Descobri em mim um tipo de alarme de abismos, uma coisa que eu ainda não sei exatamente quando começou, mas que vem me desviando de uns e outros perrengues sentimentais. É algo que me inquieta quando tem alguma coisa errada, coisa que, na maioria das vezes, eu ainda nem sei se vai dar errado, mas que só pelo fato de estar incerta, já deu.
Quem dera que a gente pudesse acessar o amanhã e catalogar o que presta e o que não presta, quem vale a pena e quem não.
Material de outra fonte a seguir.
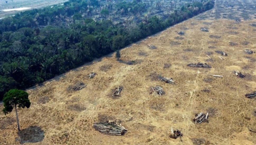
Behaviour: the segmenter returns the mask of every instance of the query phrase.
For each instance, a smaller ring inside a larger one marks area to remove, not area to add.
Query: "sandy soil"
[[[201,18],[216,10],[123,49],[122,61],[117,61],[113,54],[28,90],[31,106],[18,109],[21,131],[17,131],[14,112],[7,115],[0,114],[0,128],[10,128],[1,129],[0,142],[255,144],[256,133],[249,128],[256,126],[256,101],[244,95],[256,90],[256,54],[247,54],[244,50],[256,51],[256,27],[249,25],[256,22]],[[200,31],[203,27],[209,32]],[[185,35],[177,34],[181,30]],[[184,38],[175,38],[178,36]],[[181,44],[171,44],[179,43],[173,43],[176,41]],[[247,43],[244,41],[249,43],[245,45]],[[237,45],[231,46],[231,42]],[[149,49],[149,44],[157,49]],[[226,60],[219,57],[217,50],[228,54],[223,56]],[[133,64],[125,63],[132,61]],[[207,63],[212,67],[187,66],[198,62]],[[238,77],[235,70],[246,77]],[[92,71],[97,75],[89,79],[87,75]],[[148,76],[154,72],[173,78],[176,84],[151,80]],[[81,82],[87,86],[81,90],[69,89]],[[156,85],[162,86],[165,91],[162,96],[149,94],[149,87]],[[110,97],[112,90],[120,86],[124,87],[121,96]],[[202,91],[206,89],[210,92]],[[0,109],[2,108],[1,105]],[[192,119],[201,112],[209,113],[209,123],[195,124]],[[108,120],[120,120],[128,131],[122,136],[109,136],[93,128],[93,123]],[[172,127],[182,129],[182,142],[169,137]]]

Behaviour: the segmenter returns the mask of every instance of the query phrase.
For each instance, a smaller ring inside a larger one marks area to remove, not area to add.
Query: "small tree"
[[[17,89],[11,89],[4,94],[3,102],[4,107],[3,111],[5,115],[11,112],[13,109],[13,107],[14,107],[17,118],[18,130],[20,131],[16,106],[17,105],[18,107],[22,108],[25,107],[28,108],[29,108],[31,103],[29,99],[29,94],[23,90]]]
[[[119,51],[119,49],[116,50],[116,57],[117,58],[117,60],[119,60],[119,59],[121,57],[121,55],[120,54],[120,51]]]

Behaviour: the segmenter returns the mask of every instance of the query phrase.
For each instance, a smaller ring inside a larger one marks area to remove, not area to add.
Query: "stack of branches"
[[[127,129],[116,121],[94,123],[93,127],[101,132],[108,135],[121,136],[127,132]]]
[[[172,79],[172,78],[165,78],[159,76],[159,79],[161,81],[164,81],[166,83],[169,83],[172,84],[175,84],[174,81]]]
[[[178,129],[173,131],[172,128],[172,134],[169,136],[170,137],[174,139],[176,139],[179,137],[181,138],[181,141],[182,141],[181,140],[181,137],[183,136],[183,135],[181,133],[181,130],[179,131]]]
[[[184,31],[180,31],[178,32],[178,34],[179,35],[184,35],[185,33],[185,32],[184,32]]]
[[[156,49],[157,47],[153,45],[149,45],[148,46],[149,47],[150,49]]]
[[[123,89],[123,87],[119,86],[117,88],[116,88],[115,90],[115,91],[114,92],[114,96],[120,96],[120,93],[121,91]]]
[[[203,32],[209,32],[209,30],[206,29],[205,28],[202,28],[200,29],[200,30]]]
[[[161,86],[157,86],[155,87],[151,87],[151,93],[154,93],[159,96],[162,96],[165,93]]]
[[[235,74],[238,76],[239,76],[241,78],[243,78],[245,77],[245,76],[244,75],[244,74],[242,74],[242,72],[239,72],[238,71],[235,71]]]
[[[196,124],[197,123],[200,124],[203,122],[208,122],[208,113],[206,115],[203,112],[201,112],[199,115],[197,114],[196,114],[193,121],[195,122]]]
[[[245,94],[245,96],[250,99],[255,98],[256,97],[256,91],[254,91],[251,93],[246,94]]]
[[[227,54],[225,53],[224,51],[220,51],[219,50],[216,50],[215,51],[215,52],[221,54],[222,55],[224,55],[224,56],[227,56]]]
[[[246,49],[245,51],[246,52],[249,54],[252,54],[253,53],[255,53],[255,52],[249,49]]]
[[[91,78],[92,79],[97,74],[95,73],[94,72],[91,72],[91,74],[88,75],[88,76],[89,77],[89,79],[91,79]]]
[[[86,86],[83,83],[80,83],[74,86],[73,87],[73,90],[74,91],[78,91],[84,88]]]
[[[200,62],[198,62],[197,64],[192,63],[188,64],[187,65],[188,66],[195,67],[208,67],[208,68],[211,68],[212,67],[211,66],[207,65],[207,64],[203,64]]]

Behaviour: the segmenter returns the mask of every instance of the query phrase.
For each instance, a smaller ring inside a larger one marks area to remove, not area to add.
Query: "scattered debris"
[[[113,96],[120,96],[120,93],[121,92],[121,91],[123,89],[123,87],[121,86],[119,86],[117,88],[116,88],[115,89]]]
[[[239,76],[241,78],[245,78],[245,76],[242,73],[242,72],[239,72],[238,71],[235,71],[235,74],[237,76]]]
[[[211,68],[212,67],[209,65],[207,65],[206,63],[203,64],[198,62],[197,63],[192,63],[189,64],[187,65],[188,66],[195,67],[208,67]]]
[[[256,23],[255,24],[250,24],[249,25],[251,26],[253,26],[254,27],[256,27]]]
[[[121,136],[127,130],[119,123],[116,121],[94,123],[93,127],[101,132],[107,135]]]
[[[165,93],[162,87],[159,86],[157,86],[155,87],[151,87],[151,91],[150,93],[153,93],[159,96],[162,96]]]
[[[195,118],[193,119],[193,121],[195,122],[196,124],[197,123],[200,124],[203,122],[208,122],[208,120],[207,119],[208,117],[208,113],[207,113],[206,115],[203,113],[203,112],[201,112],[199,115],[196,114],[195,115]]]
[[[96,74],[95,72],[91,72],[91,74],[89,74],[88,75],[88,76],[89,77],[89,79],[91,79],[91,78],[92,79],[94,77],[94,76],[95,76],[97,74]]]
[[[172,66],[172,64],[170,64],[165,63],[164,64],[164,68],[167,69],[169,68]]]
[[[235,19],[235,21],[236,21],[236,22],[241,22],[241,19],[239,18],[237,18]]]
[[[157,47],[155,47],[153,45],[149,45],[149,48],[150,49],[156,49]]]
[[[251,93],[246,94],[245,94],[245,96],[250,99],[252,99],[255,98],[256,97],[256,91],[255,91]]]
[[[241,43],[241,44],[242,44],[242,45],[248,45],[249,43],[250,43],[249,42],[247,41],[245,41]]]
[[[220,38],[221,37],[220,36],[211,35],[209,36],[209,37],[211,38],[216,38],[216,39],[219,39],[219,38]]]
[[[220,58],[221,60],[223,60],[223,59],[224,59],[224,60],[227,60],[226,59],[225,59],[225,58],[224,58],[224,57],[222,57],[222,56],[219,56],[219,57],[220,57]]]
[[[178,41],[173,41],[171,42],[171,44],[172,45],[180,45],[181,44],[181,43],[179,42]]]
[[[166,83],[169,83],[172,84],[175,84],[174,81],[173,80],[172,78],[165,78],[160,76],[159,76],[159,79],[162,81],[165,82]]]
[[[74,86],[73,87],[73,90],[74,91],[78,91],[82,89],[86,86],[83,83],[80,83]]]
[[[245,50],[245,52],[249,54],[252,54],[255,53],[255,52],[249,49],[246,49]]]
[[[230,46],[236,46],[238,45],[238,44],[236,43],[233,42],[229,42],[229,44]]]
[[[223,78],[223,76],[220,75],[210,75],[211,76],[216,76],[217,77],[220,77],[221,78]]]
[[[185,32],[184,31],[180,31],[178,32],[178,34],[179,35],[182,35],[185,34]]]
[[[215,52],[221,54],[222,55],[224,55],[224,56],[227,56],[228,55],[227,54],[225,53],[224,51],[220,51],[219,50],[216,50],[215,51]]]
[[[181,141],[182,141],[181,140],[181,137],[183,136],[183,135],[181,133],[181,130],[179,131],[178,129],[173,131],[173,129],[172,128],[172,134],[169,136],[170,137],[174,139],[176,139],[179,137],[181,138]]]
[[[209,32],[209,30],[206,29],[205,28],[202,28],[200,29],[200,30],[203,32]]]

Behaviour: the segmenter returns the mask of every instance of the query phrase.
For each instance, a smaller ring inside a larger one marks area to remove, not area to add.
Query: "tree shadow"
[[[44,138],[44,132],[41,128],[31,126],[18,133],[21,144],[34,143],[42,141]]]

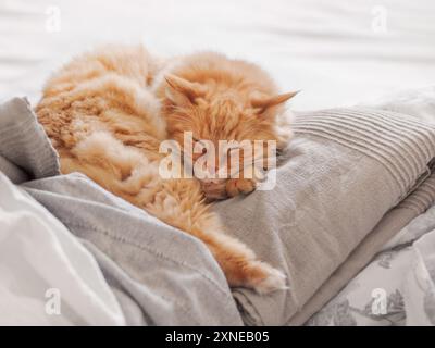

A verdade é que ninguém deveria valer a pena, porque pena é uma coisa ruim pela qual não deveríamos passar. O certo seria a gente só se envolver quando o alarme de abismo não disparasse, quando a nossa alma meio que escaneasse a outra e não houvesse perigo. Mas, sabemos que não pode ser feito dessa forma. Há que se tomar o choque para então passar a evitar a tomada, ou, no meu caso, a parede toda.
A única coisa que eu sei é que de ontem em diante, eu não quero mais andar ao lado de quem anda mais rápido do que eu, ou de gente que desacelera do nada e não avisa. Tá proibido abandonar pelo caminho. Ou segue comigo e vive, ou dobra na primeira esquina e vaza.